Although arguably less effective, Democrats also took a page out of the GOP book, casting Trump as a would-be caudillo, or strongman, likening him to Castro, Chavez and Venezuelan President Nicolas Maduro. One ad stated they were all "cut from the same cloth."

Many Cuban American Trump voters, meanwhile, seemed to disregard the fact that Trump hired an attorney in 2008 to register the Trump trademark in Cuba, as reported by the Miami Herald. For decades, the mere mention or attempt to do business in Cuba would have buried any presidential hopeful's attempt to reach the White House.

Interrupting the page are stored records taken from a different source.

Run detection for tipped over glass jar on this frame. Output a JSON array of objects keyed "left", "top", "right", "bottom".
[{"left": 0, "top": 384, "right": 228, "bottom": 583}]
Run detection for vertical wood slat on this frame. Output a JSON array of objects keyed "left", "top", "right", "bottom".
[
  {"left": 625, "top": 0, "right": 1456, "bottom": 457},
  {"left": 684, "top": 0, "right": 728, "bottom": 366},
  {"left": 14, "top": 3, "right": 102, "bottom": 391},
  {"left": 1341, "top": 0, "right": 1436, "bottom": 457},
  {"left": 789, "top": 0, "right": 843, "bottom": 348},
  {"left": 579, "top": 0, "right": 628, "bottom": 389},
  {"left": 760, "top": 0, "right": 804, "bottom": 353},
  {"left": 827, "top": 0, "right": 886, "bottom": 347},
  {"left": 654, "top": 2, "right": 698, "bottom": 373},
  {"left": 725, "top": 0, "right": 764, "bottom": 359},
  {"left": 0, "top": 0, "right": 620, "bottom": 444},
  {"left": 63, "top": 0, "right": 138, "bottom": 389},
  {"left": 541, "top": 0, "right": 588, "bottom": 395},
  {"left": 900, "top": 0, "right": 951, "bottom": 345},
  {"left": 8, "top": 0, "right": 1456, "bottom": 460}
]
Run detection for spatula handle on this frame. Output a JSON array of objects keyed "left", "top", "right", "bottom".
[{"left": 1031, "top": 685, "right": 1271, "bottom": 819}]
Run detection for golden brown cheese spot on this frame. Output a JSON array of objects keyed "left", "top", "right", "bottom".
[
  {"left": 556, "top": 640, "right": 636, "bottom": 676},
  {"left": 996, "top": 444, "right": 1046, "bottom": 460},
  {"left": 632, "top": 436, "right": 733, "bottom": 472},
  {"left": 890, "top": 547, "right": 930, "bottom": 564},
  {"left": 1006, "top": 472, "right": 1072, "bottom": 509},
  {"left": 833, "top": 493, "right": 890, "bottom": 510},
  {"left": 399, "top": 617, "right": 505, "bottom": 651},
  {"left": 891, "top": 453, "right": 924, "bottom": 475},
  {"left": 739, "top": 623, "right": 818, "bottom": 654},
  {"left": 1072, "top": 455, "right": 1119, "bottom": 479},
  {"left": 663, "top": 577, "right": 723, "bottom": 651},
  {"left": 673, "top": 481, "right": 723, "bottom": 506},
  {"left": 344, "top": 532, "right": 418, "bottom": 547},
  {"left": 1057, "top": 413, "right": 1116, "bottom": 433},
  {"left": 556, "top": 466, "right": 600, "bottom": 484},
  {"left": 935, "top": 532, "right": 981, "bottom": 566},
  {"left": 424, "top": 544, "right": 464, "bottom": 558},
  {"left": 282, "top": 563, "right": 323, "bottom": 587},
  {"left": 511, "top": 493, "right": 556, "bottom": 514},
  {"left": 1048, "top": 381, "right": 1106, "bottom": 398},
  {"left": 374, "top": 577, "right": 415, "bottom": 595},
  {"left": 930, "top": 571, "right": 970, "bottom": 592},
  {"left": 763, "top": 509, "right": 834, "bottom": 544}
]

“That was before he was president of the United States," said U.S. Army Col. Johnny De la Cruz, a top veteran of the Bay of Pigs invasion of 1961 and president of Assault Brigade 2506, the CIA-sponsored group of Cuban exiles that led the effort to overthrow the Cuban leader. "He did what any normal businessman would do."

Joseph Vitriol, a senior researcher at Stony Brook University in New York, said people who lived through autocratic regimes are more prone to hypervigilance.

"In this heightened state, they perceive reality and look for cues of the places they fled," explained Vitriol.

Supporters of President Donald Trump rally ahead of the start of a car caravan at Tropical Park in Miami on Nov. 1. Many Latino Trump supporters fear widespread election fraud may have robbed Trump of victory.
Supporters of President Donald Trump rally ahead of the start of a car caravan at Tropical Park in Miami on Nov. 1. Many Latino Trump supporters fear widespread election fraud may have robbed Trump of victory.

Vitriol, a political psychologist who specializes in conspiracy theories and false news, said the greater risk is misinformation over time. "It's a drip, drip, drip undermining institutions."

Socialism undertones are also playing out as a GOP strategy across all voting blocs, including the Senate runoff race in Georgia. Recently, a video resurfaced of Castro speaking at a church in New York during his 1995 trip to the United States. Georgia Democratic Senate candidate Raphael Warnock worked as the church's youth pastor at the time.

In Miami, public support for the GOP shows no sign of calming down. On Wednesday, the Facebook group Cubans 4 Trump is calling for a "night of prayer for the nation."

Some Trump loyalists, however, have started to call for a smooth democratic transition – whether the president concedes or not.

William Villar, a Cuban American Trump voter who came to the United States at age 5, said he would back the election results as "a dutiful American," saying, "I'm not a Trump-lican, I am a Republican."

Villar, a 26-year-old Navy veteran and Miami resident, said "whoever wants to follow Trump after fraud allegations are dismissed and proper investigations are conducted, want to follow a dictator like Chavez or Fidel."

"You can't stay in power just because you got elected," he said. "That's a dictatorship, not a democracy."